Spider

A tutorial for using the Tourmaline spider command.

On this page, you'll learn how to:

  • Use the tourmaline spider command

  • Manipulate the spider to accomplish specific tasks

Basics

A web spider is a tool that starts with a single path and scans it for more paths. It then scans the found pages for paths again, and so on until all paths have been exhausted.

The tourmaline spider takes the target URL as it's only required/positional argument.

tourmaline spider <URL>

The command also takes various optional arguments:

  • -t|--threads: The number of parallel threads to use (defaults to 12).

  • -o|--outfile: Path to an output dump file.

  • -d|--depth <DEPTH>: Specifies the maximum depth for the spider to reach (defaults to -1, meaning none).

  • -r|--regex <REGEX>: A regex all paths must fit to be added to output (paths not matching will still be added to the queue).

  • -i|--ignore <IGNORE_REGEX>: A regex all paths must not fit to be add to output (paths matching will still be added to the queue.

  • --force-regex: Specifies that any paths not fitting the -r <REGEX> will not be added to the queue.

  • --force-ignore: Specifies that any paths fitting the -i <IGNORE_REGEX> will not be added to the queue.

  • -k|--known <KNOWN>: A comma-seperated list of known paths for the spider to start with.

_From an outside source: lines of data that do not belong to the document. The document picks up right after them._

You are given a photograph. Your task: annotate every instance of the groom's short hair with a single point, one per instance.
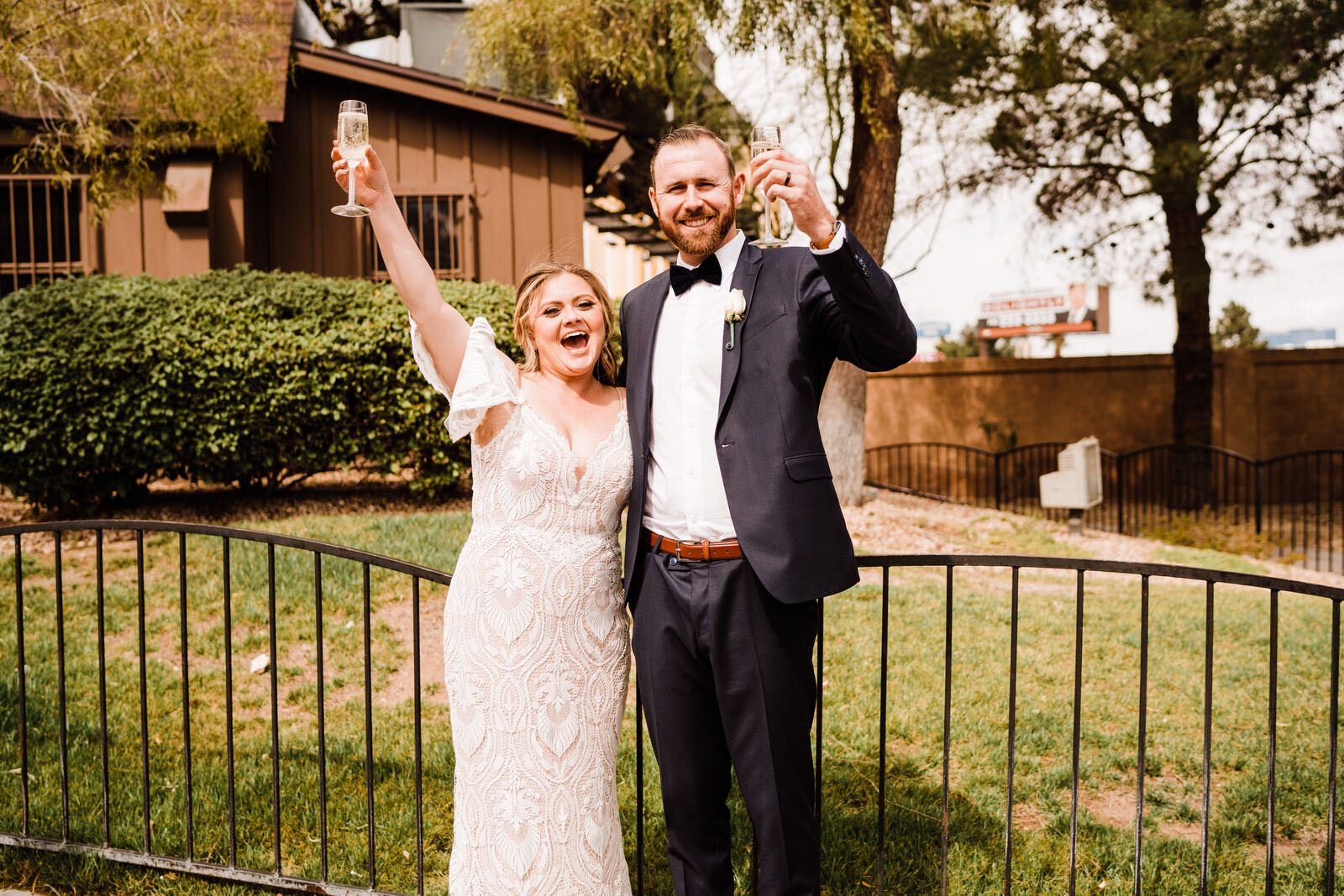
(690, 134)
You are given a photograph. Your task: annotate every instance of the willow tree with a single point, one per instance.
(107, 89)
(645, 63)
(1187, 116)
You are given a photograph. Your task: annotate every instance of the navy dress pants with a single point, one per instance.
(726, 679)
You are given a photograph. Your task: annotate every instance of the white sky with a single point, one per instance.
(991, 246)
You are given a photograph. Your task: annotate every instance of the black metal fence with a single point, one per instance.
(101, 797)
(1296, 501)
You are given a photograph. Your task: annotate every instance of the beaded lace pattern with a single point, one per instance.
(535, 647)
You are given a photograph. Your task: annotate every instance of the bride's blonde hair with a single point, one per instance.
(528, 293)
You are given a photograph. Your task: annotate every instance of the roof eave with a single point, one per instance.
(449, 92)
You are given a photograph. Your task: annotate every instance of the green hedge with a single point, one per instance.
(235, 376)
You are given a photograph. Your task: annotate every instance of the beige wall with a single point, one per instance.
(1265, 402)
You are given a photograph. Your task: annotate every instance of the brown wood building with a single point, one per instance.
(490, 186)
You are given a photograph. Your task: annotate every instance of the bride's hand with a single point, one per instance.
(370, 176)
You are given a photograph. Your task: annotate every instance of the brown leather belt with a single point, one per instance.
(729, 550)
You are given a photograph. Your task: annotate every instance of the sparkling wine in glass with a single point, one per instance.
(351, 143)
(764, 139)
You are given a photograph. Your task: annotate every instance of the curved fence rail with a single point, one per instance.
(1294, 503)
(949, 685)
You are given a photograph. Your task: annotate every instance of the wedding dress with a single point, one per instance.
(535, 647)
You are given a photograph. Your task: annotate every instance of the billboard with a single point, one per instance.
(1079, 309)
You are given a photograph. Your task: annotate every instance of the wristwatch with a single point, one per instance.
(826, 242)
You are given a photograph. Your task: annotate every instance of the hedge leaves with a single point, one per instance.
(237, 376)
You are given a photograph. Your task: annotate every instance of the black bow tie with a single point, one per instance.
(685, 277)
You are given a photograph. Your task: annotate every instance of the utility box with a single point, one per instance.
(1077, 485)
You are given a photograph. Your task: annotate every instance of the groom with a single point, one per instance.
(734, 526)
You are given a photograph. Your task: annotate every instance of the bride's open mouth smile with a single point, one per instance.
(575, 340)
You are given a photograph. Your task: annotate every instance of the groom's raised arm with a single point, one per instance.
(851, 304)
(855, 309)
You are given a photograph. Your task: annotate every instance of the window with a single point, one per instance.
(437, 223)
(42, 230)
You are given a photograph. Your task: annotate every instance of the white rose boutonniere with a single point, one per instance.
(734, 307)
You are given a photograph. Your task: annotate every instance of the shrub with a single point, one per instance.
(230, 376)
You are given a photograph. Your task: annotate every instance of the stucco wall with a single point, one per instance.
(1265, 402)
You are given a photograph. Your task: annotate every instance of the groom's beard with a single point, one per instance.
(701, 242)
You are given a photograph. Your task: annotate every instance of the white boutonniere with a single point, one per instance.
(734, 307)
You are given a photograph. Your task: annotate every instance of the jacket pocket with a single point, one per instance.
(808, 466)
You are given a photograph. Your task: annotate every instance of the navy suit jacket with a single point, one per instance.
(803, 312)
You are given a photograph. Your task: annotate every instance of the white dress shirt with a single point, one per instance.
(685, 499)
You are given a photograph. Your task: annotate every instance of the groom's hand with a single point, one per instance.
(790, 179)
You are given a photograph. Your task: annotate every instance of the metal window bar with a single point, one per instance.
(949, 563)
(436, 223)
(62, 250)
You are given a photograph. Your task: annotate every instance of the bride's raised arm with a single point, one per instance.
(443, 327)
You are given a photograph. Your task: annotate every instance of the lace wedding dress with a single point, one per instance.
(535, 647)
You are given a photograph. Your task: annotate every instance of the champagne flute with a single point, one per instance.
(764, 139)
(351, 141)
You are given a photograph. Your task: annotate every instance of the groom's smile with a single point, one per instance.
(696, 196)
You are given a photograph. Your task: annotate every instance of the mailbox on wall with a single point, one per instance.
(1077, 485)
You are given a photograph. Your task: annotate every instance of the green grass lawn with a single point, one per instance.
(916, 616)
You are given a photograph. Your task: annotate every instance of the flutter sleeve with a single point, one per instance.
(486, 379)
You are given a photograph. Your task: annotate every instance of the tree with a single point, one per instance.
(647, 54)
(105, 87)
(1209, 113)
(1234, 329)
(351, 20)
(968, 345)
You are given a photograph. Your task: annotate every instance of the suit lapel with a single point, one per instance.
(644, 327)
(743, 278)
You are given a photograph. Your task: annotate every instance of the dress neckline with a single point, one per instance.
(569, 449)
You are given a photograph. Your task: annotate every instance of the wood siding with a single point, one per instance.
(523, 184)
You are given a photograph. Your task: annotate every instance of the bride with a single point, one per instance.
(535, 631)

  • --known-file <KNOWN_FILE>: The path to a file containing known paths.

  • -l|--limit <LIMIT>: The maxmium number of paths for the spider to return.

  • --force-limit: Specifies that only -l <LIMIT> amount of paths should be scanned.

Examples

Regexes Example

Let's say we're enumerating example.com. Initially, you might run:

tourmaline spider example.com

Now imagine that this is the output you started to get:

https://example.com/en/ - 200 OK (20 left)
https://example.com/de/ - 200 OK (30 left)
https://example.com/ko/ - 200 OK (45 left)
...
https://example.com/en/tos - 200 OK (490 left)
https://example.com/de/tos - 200 OK (540 left)
https://example.com/ko/tos - 200 OK (780 left)

This means that the site has different pages for every language it supports. This is great for people trying to read what's on the site, but it's a little annoying for us. We can filter out non-english results with:

tourmaline spider example.com -r "/en/"

You can can change "/en/" to the letters of any language, not just english.

However, even though our output would look like this:

https://example.com/en/ - 200 OK (20 left)
https://example.com/en/tos - 200 OK (490 left)

The spider is still using resources to scan through those pages, thus increasing the search time. We can negate this effect with:

tourmaline spider example.com -r "/en/" --force-regex

Which will make sure that only english paths are added to the queue.

Ignore Regexes Example

Here, we'll be enumerating the made-up site hackme.com with:

tourmaline spider hackme.com

We just want to scout out the pages on the site and see if we get anything interesting. However, upon running the command we get:

https://hackme.com/ - 200 OK (190 left)
https://hackme.com/images/hacker1.png - 200 OK (189 left)
https://hackme.com/images/hacker2.png - 200 OK (188 left)
https://hackme.com/images/hacker3.png - 200 OK (187 left)
https://hackme.com/images/cool-computer.png - 200 OK (186 left)
...

Not only is this annoying, but it makes the search much longer than it really needs to be. We can fix this like we did in the previous example, just this time using an ignore regex:

tourmaline spider hackme.com -i ".*\.(jpg|png|webp)" --force-ignore

Which ensures that images won't be added to the queue.